In the book "Educational Psychology: Developing Learners" (2003) author Jeanne Ellis Ormrod lists the main principles of social learning theory:
Social learning theory revolves around the process of knowledge acquisition or learning directly correlated to the observation of models. The models can be those of an interpersonal imitation or media sources. Effective modeling teaches general rules and strategies for dealing with different situations (Bandura, 1988).
As a result of the observations the individual observer can be affected in two separate ways. The inhibitory effect, a positive punishment action, occurs when an observer sees the action of another involved in a social situation being punished for that action. A disinhibitory effect, a positive reinforcement action, is when an individual is praised for an action and the observer learns from and imitates that action (Miller, 2005). Vicarious reinforcement explains that the observer does not expect actual rewards or punishments but anticipates similar outcomes to his/her imitated behaviors and allows for these effects to work. This portion of social learning theory relies heavily on outcome expectancies.

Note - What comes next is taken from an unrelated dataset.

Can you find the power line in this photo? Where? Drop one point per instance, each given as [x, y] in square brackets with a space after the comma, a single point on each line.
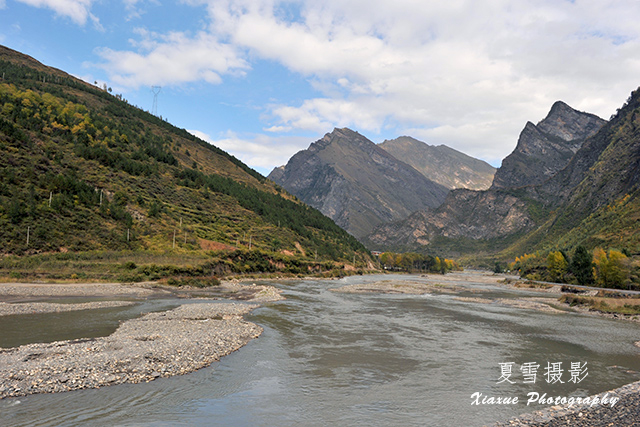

In education, teachers as well as other learners, can model the desired behavior/concepts. Teachers and learners should be dedicated to building of high self-efficacy levels in the other learners by recognizing their contributions.
Further development in social learning theory posits that learning will most likely occur if there is a close identification between the observer and the model and if the observer also has a good deal of self-efficacy. Self-efficacy beliefs function as an important set of proximal determinants of human motivation, affect, and action [which] operate on action through motivational, cognitive, and affective intervening processes (Bandura, 1989). Identification allows the observer to feel a one-to-one connection with the individual being imitated and will be more likely to achieve those imitations if the observer feels that they have the ability to follow through with the imitated action (Bandura, 1988).